In January of this year, the Hamas-led government in Gaza launched its “Bottleneck” project in Beach refugee camp. The project is to widen the congested and very narrow streets in the camp, which connects southern and northern governorates.
The project is not without critics. Having to move, yet again, from the houses they came to think of as homes, even in a refugee camp, leaves some angry.
A better functioning Gaza is an important goal, but these residents are praying this will be the last time they are forced to move.
Still, the people of Gaza are a steadfast lot, and in confronting the population density crisis with a construction boom, new heroes have emerged.
These unsung heroes work with their hands. They lay the bricks to ensure everyone has a place to live.
These laborers are sadly invisible. No one looks twice at them or gives them the respect they deserve, earned through their sweat and effort.
Their wages average between $300-$500 a month, barely enough to put bread on their families’ tables, but in line with Gaza’s average wage of around $350 a month.
I spent some months photographing a group of construction workers. I got to hear their stories and their struggles as they combat life in Gaza.
In the town of Beit Hanoun, located in the northernmost part of the Gaza Strip, houses are built swiftly. There I followed a group of workers, with whom I would share countless cups of coffee.
What was most astonishing was the speed at which they moved from one house to the next. One month, they were building a house from the ground up; the next they had already moved to another.
The topic most broached in our conversations was how much things have changed for the worse in Gaza.
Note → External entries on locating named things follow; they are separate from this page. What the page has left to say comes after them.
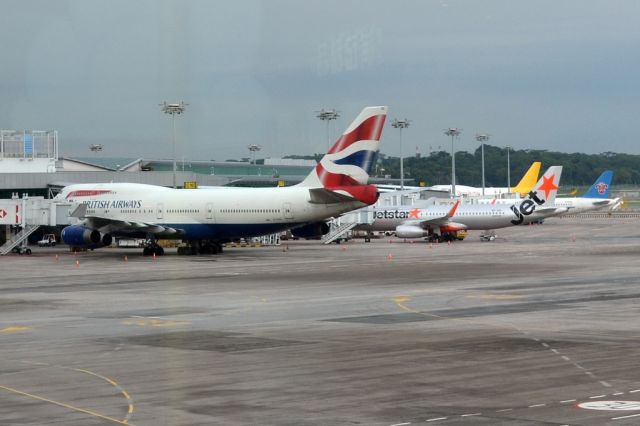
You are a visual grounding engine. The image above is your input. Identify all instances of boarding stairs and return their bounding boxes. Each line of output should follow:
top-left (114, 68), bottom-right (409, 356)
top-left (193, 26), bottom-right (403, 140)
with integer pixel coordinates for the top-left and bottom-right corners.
top-left (0, 225), bottom-right (40, 256)
top-left (322, 222), bottom-right (357, 244)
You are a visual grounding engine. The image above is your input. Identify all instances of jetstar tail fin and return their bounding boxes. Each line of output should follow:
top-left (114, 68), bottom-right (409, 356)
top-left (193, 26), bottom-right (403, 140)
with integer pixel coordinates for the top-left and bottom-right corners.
top-left (527, 166), bottom-right (562, 205)
top-left (511, 161), bottom-right (542, 196)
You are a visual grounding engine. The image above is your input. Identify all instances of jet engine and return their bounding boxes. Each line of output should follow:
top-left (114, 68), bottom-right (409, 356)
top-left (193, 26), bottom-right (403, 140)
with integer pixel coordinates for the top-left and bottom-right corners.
top-left (291, 222), bottom-right (329, 238)
top-left (62, 225), bottom-right (113, 248)
top-left (396, 225), bottom-right (429, 238)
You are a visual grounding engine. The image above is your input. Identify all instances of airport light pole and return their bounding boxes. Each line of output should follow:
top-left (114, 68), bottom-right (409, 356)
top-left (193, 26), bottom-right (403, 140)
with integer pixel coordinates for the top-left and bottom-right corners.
top-left (160, 101), bottom-right (189, 188)
top-left (476, 133), bottom-right (489, 197)
top-left (507, 145), bottom-right (511, 188)
top-left (391, 118), bottom-right (411, 191)
top-left (247, 143), bottom-right (262, 166)
top-left (444, 127), bottom-right (462, 198)
top-left (316, 108), bottom-right (340, 148)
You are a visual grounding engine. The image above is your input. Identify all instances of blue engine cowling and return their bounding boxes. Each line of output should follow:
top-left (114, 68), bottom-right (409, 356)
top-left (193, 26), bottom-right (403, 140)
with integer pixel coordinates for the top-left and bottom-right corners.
top-left (291, 222), bottom-right (329, 238)
top-left (61, 225), bottom-right (113, 248)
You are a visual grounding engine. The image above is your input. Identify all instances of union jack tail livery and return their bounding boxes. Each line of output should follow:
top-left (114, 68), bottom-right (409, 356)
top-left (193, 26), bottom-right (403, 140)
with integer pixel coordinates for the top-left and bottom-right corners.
top-left (299, 106), bottom-right (387, 204)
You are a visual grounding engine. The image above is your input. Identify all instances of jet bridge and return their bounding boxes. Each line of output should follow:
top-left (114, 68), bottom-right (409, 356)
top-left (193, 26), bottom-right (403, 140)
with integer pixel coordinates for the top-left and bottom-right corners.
top-left (0, 194), bottom-right (76, 256)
Wages are a fraction of what they were due to the dire economic state of Gaza.
Unemployment is around 50 percent.
Poverty afflicts over 50 percent of Gaza’s population.
These laborers, hospitable to a fault and unfailingly friendly, work their days away, looking for respite from Gaza’s reality.
This is the struggle of the working class in Gaza, a struggle seen in their faces, their clothes, and the calluses on their hands.